RE: https://cyberplace.social/@GossiTheDog/115978385132170439

mrundkvist@archaeo.social · 26-01-29/amazon-found-child-sex-abuse-in-ai-training-data

@GossiTheDog
Another headline here might be "Amazon admits in public to possessing a huge volume of child pornography".

jmcrookston@mastodon.social · 26-01-29/amazon-found-child-sex-abuse-in-ai-training-data

@GossiTheDog

What? Hand curation of trillions of issues didn't work?

I'm shocked ayes tell ya, shocked!

masek@infosec.exchange

@GossiTheDog I would expect that they harvest open (no auth, indexable) S3 buckets for AI training.

And you probably know what you find there ....

driusan@doomscroller.social · 26-01-29/amazon-found-child-sex-abuse-in-ai-training-data

@GossiTheDog@cyberplace.social Sounds like police should be arresting and charging people at Amazon, then.

imbrium_photography@mastodon.social

@masek @GossiTheDog But have they plundered Amazon S3 customer data, that the customers had set as private ?

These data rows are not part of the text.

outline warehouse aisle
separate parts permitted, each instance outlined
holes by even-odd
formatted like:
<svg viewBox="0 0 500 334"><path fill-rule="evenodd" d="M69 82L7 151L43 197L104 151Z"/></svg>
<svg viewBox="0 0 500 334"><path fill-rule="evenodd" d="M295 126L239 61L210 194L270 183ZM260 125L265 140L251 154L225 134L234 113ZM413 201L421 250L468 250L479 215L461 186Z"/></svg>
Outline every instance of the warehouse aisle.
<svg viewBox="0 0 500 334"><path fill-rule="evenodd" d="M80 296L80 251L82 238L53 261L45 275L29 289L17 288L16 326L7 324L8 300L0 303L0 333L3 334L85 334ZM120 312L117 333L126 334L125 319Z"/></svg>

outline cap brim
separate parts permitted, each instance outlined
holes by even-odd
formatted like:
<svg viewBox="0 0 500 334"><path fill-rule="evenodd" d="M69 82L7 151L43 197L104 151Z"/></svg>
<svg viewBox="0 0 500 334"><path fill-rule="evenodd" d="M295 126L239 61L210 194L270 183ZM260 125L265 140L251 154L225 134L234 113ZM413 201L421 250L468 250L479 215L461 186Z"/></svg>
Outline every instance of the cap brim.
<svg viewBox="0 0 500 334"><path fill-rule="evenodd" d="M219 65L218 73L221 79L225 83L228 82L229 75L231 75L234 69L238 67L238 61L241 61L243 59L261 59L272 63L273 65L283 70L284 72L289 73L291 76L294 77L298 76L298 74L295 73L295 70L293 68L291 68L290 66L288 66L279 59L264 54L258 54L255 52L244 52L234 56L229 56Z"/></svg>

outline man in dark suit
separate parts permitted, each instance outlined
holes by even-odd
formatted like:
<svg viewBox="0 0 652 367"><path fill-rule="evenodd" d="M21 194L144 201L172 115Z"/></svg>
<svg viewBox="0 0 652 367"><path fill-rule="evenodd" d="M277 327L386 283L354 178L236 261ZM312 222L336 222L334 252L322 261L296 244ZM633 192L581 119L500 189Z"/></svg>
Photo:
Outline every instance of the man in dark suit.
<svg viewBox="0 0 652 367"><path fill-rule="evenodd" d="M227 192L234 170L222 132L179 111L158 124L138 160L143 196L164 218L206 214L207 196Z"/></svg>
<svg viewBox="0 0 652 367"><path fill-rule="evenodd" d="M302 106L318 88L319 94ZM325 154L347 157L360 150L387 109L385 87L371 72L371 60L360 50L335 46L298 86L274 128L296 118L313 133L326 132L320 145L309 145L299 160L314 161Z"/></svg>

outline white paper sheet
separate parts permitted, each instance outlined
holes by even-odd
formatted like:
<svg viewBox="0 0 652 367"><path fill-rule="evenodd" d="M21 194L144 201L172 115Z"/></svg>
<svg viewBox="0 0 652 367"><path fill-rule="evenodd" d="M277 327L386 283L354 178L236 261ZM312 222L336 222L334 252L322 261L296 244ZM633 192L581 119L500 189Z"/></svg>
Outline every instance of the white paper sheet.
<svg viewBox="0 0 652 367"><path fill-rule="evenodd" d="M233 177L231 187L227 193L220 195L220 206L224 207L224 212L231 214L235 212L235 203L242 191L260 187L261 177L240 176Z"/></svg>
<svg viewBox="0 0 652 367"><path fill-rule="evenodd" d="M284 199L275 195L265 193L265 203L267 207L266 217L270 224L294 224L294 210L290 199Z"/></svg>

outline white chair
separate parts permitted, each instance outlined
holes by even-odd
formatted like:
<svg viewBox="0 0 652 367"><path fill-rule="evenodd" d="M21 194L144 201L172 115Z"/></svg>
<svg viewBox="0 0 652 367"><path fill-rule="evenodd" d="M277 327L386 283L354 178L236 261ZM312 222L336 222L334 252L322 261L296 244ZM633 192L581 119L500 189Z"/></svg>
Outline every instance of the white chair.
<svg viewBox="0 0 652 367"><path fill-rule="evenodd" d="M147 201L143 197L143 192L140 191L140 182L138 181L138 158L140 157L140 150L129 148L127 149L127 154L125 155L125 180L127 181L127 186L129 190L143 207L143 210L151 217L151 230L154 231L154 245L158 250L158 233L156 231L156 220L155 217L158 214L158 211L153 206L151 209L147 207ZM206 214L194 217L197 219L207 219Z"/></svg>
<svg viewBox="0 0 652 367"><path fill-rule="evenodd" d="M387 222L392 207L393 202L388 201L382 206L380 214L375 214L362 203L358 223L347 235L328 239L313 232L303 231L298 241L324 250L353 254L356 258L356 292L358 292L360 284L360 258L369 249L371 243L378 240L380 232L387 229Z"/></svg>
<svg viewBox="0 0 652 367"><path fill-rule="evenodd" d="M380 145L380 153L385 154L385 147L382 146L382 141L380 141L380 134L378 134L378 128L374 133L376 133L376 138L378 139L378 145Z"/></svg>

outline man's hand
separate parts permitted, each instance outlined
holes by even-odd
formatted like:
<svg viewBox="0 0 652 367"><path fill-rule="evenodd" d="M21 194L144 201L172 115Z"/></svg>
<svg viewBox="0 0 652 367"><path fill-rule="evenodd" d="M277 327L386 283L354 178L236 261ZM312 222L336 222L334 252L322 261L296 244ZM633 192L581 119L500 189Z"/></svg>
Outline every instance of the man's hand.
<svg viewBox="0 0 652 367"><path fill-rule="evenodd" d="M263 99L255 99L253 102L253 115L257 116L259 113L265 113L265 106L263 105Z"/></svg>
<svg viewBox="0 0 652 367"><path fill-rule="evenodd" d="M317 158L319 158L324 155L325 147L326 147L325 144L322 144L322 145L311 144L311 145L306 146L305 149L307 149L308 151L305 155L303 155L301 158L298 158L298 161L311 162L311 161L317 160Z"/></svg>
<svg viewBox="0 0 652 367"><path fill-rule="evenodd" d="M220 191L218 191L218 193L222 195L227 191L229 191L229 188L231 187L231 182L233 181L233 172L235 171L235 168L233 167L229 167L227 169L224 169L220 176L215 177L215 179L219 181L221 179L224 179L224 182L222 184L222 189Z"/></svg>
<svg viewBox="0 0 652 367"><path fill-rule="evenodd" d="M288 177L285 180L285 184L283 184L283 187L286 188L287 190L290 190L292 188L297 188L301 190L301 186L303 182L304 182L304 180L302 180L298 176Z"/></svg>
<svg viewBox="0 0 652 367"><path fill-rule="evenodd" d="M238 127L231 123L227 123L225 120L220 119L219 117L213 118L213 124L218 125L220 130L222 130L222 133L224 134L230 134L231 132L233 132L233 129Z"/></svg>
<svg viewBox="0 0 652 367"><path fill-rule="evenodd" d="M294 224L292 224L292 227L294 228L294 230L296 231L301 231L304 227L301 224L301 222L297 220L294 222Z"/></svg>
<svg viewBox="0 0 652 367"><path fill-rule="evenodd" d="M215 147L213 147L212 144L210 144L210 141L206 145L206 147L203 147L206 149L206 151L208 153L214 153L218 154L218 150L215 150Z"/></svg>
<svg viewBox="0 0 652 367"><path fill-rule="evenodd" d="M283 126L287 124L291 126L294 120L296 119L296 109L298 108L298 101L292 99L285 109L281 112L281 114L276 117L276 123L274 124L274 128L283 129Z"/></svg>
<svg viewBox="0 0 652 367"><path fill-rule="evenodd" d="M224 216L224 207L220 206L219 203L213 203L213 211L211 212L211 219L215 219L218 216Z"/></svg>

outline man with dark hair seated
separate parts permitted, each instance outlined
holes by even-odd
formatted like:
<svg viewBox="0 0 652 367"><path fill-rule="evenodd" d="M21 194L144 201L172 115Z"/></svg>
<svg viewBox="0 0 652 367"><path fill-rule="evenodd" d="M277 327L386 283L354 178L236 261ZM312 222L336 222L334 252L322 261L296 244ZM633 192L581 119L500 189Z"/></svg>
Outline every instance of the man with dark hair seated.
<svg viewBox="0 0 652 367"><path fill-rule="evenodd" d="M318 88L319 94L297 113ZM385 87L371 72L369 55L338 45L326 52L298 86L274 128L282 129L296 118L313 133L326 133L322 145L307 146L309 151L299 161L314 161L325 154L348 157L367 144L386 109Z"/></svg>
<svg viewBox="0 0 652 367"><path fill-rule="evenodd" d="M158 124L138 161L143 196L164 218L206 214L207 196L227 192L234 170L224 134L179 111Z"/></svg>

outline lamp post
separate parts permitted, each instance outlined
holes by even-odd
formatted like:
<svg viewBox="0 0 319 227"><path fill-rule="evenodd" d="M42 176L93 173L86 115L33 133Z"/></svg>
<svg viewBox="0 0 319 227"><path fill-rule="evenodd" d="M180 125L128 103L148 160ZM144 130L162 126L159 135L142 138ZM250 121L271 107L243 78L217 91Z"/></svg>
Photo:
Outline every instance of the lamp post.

sassinake@mastodon.social · 26-01-29/amazon-found-child-sex-abuse-in-ai-training-data

@GossiTheDog

well there's your Epstein files right there!

lyle@cville.online · 26-01-29/amazon-found-child-sex-abuse-in-ai-training-data

@GossiTheDog I’m starting to worry that these insanely powerful black box systems have some flaws

masek@infosec.exchange

@imbrium_photography I would not rule it out. But there is already plenty "not set private but really private" data in open S3 buckets.

A colleague once found the financial data on a large part of a country in such bucket (plus a copy from their ID card.